Simmons’ College’s Center for Gender in Organizations puts on wonderful programs and whenever I am in the country I try to attend these sessions. And so yesterday, with a couple of colleagues, we traipsed off to the school of management over lunch time.
We were treated to a wonderful experiential session about the multiplicity of identities and power we hold by taking a closer look at ourselves and the dominant identities we have taken on or were born into.
Usually the narrative about women is about subordination. What I had not realized is that we, women and men, have so many identities, some we were born into (race, skin color, size and body type, sometimes religion), some we become automatically (older) and some we acquire (education, sometimes religion). The first task was to write down, without thinking too much, the identities we have and then see which jump out, and make them bold. Just realizing that this one is a dominant or subordinate one can be startling.

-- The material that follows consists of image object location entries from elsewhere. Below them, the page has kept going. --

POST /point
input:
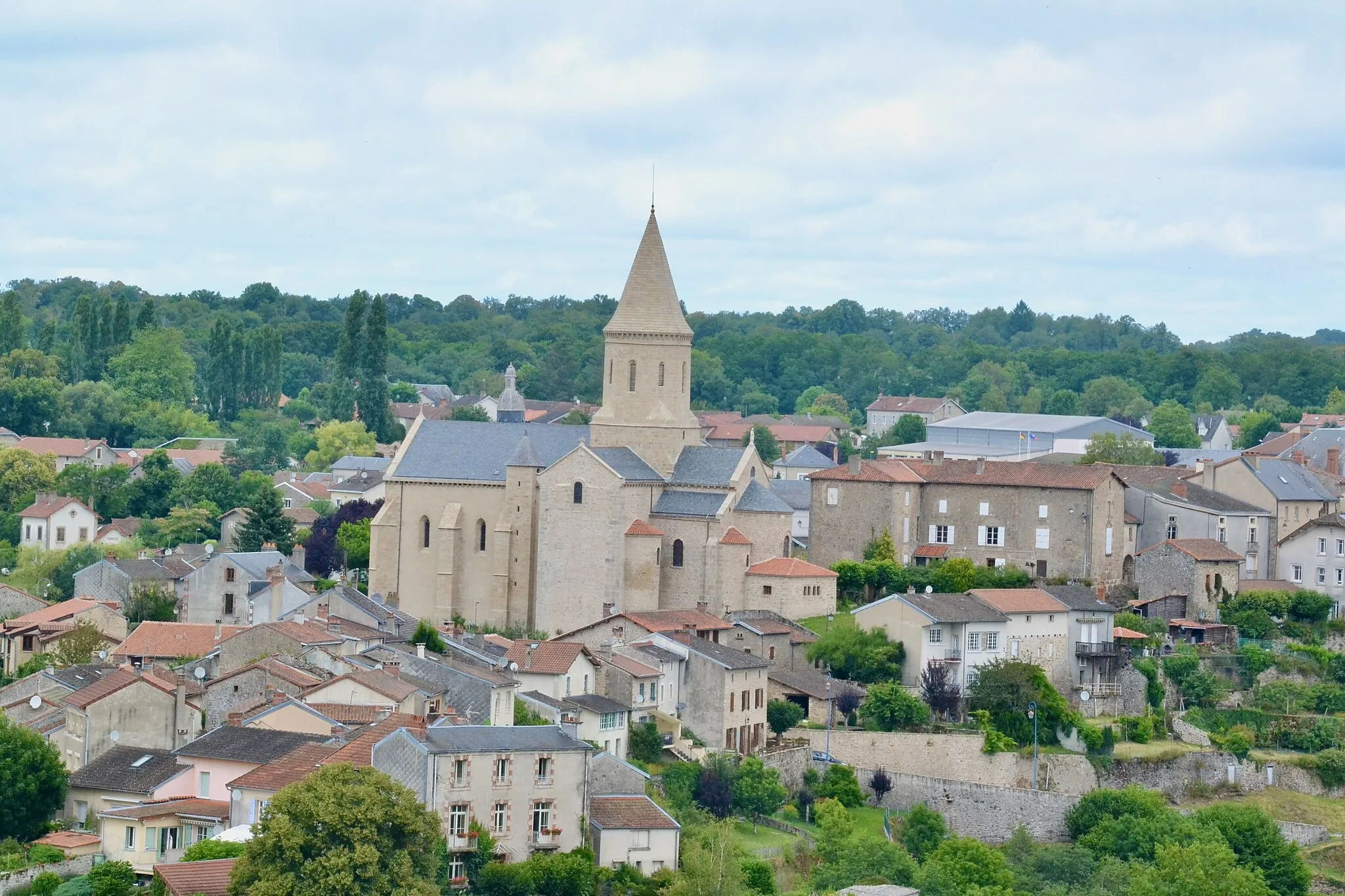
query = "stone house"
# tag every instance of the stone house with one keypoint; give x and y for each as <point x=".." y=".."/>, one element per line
<point x="1313" y="557"/>
<point x="244" y="589"/>
<point x="125" y="775"/>
<point x="1201" y="568"/>
<point x="956" y="630"/>
<point x="632" y="829"/>
<point x="885" y="410"/>
<point x="55" y="523"/>
<point x="1047" y="519"/>
<point x="132" y="708"/>
<point x="526" y="785"/>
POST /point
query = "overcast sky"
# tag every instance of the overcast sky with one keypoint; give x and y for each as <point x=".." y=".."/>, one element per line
<point x="1169" y="161"/>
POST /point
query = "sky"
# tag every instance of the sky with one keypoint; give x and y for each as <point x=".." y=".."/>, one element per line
<point x="1173" y="161"/>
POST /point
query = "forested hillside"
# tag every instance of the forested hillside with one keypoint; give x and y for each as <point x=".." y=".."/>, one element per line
<point x="213" y="358"/>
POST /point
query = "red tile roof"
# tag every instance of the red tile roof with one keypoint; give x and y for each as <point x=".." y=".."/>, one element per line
<point x="791" y="567"/>
<point x="1206" y="550"/>
<point x="734" y="536"/>
<point x="640" y="527"/>
<point x="549" y="658"/>
<point x="208" y="878"/>
<point x="278" y="773"/>
<point x="173" y="640"/>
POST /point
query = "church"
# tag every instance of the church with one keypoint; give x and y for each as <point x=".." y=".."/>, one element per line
<point x="554" y="527"/>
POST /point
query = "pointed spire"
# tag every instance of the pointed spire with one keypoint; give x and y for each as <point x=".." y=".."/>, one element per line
<point x="649" y="303"/>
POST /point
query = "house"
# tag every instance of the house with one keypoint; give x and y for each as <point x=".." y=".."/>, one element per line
<point x="160" y="832"/>
<point x="885" y="410"/>
<point x="957" y="630"/>
<point x="125" y="777"/>
<point x="41" y="630"/>
<point x="244" y="589"/>
<point x="114" y="580"/>
<point x="801" y="463"/>
<point x="1049" y="519"/>
<point x="1091" y="626"/>
<point x="811" y="691"/>
<point x="791" y="587"/>
<point x="554" y="668"/>
<point x="634" y="626"/>
<point x="525" y="784"/>
<point x="231" y="752"/>
<point x="631" y="829"/>
<point x="209" y="878"/>
<point x="177" y="641"/>
<point x="95" y="453"/>
<point x="133" y="708"/>
<point x="1214" y="433"/>
<point x="252" y="792"/>
<point x="1201" y="568"/>
<point x="1168" y="505"/>
<point x="1012" y="437"/>
<point x="1313" y="557"/>
<point x="55" y="523"/>
<point x="1038" y="629"/>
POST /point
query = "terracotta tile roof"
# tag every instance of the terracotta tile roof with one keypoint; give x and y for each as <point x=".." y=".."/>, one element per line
<point x="69" y="840"/>
<point x="361" y="750"/>
<point x="1206" y="550"/>
<point x="640" y="527"/>
<point x="632" y="667"/>
<point x="1020" y="599"/>
<point x="628" y="813"/>
<point x="549" y="658"/>
<point x="173" y="640"/>
<point x="734" y="536"/>
<point x="208" y="878"/>
<point x="191" y="806"/>
<point x="294" y="766"/>
<point x="791" y="567"/>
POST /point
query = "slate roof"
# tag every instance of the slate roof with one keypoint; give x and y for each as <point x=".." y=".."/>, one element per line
<point x="208" y="878"/>
<point x="464" y="450"/>
<point x="759" y="499"/>
<point x="234" y="743"/>
<point x="726" y="657"/>
<point x="500" y="739"/>
<point x="628" y="813"/>
<point x="704" y="465"/>
<point x="678" y="503"/>
<point x="630" y="465"/>
<point x="118" y="770"/>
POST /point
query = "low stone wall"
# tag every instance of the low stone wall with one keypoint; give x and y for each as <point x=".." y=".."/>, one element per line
<point x="982" y="811"/>
<point x="951" y="757"/>
<point x="18" y="879"/>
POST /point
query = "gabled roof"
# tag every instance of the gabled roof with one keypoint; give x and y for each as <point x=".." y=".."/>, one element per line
<point x="790" y="567"/>
<point x="635" y="812"/>
<point x="173" y="640"/>
<point x="1206" y="550"/>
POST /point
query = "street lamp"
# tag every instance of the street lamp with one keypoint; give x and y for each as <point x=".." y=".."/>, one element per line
<point x="1032" y="714"/>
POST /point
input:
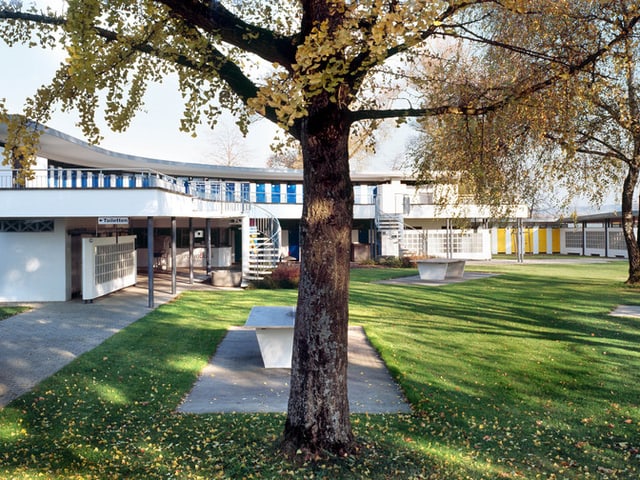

I wrote: grey-haired white female of Dutch descent, married, mother, nearly grandmother and then some smaller identities. The grey-haired jumped out and I got to explore a bit more about why it did.
In an paired sharing with someone we didn’t know we were asked to talk about an identity (or bundle of identities) that is/are dominant, how we felt when we didn’t get the entitlement we deserved, when we were called on being dominant. It brought back some painful but life changing experiences from an NTL course many years ago. And from my partner, a tall black man I learned something about profiling.
The exercise was both refreshing and a little sobering. As women (or any other minority) we are used to emphasize our subordinate identity. The presenters made a surprising statement: no matter how subordinate you feel in your life, everyone has at least one dominant identity – an abused wife still has dominance in her relationship with her kids when the husband is not around for example.
After work and picking up Axel we drove to Newburyport to see our friends Anne and Chuck who returned from a 5 week tour of friends, many of them Peace Corps buddies. It was their homage to 50 years of Peace Corps.
We attended a small fundraising event for a scholarship fund for Mexican kids and I ‘won’ a gift certificate for the restaurant in which the auction was held, which we used right away.
Our friends run a B&B in Newburyport and we got to stay in the Sorrento room, looking out over the Merrimack River.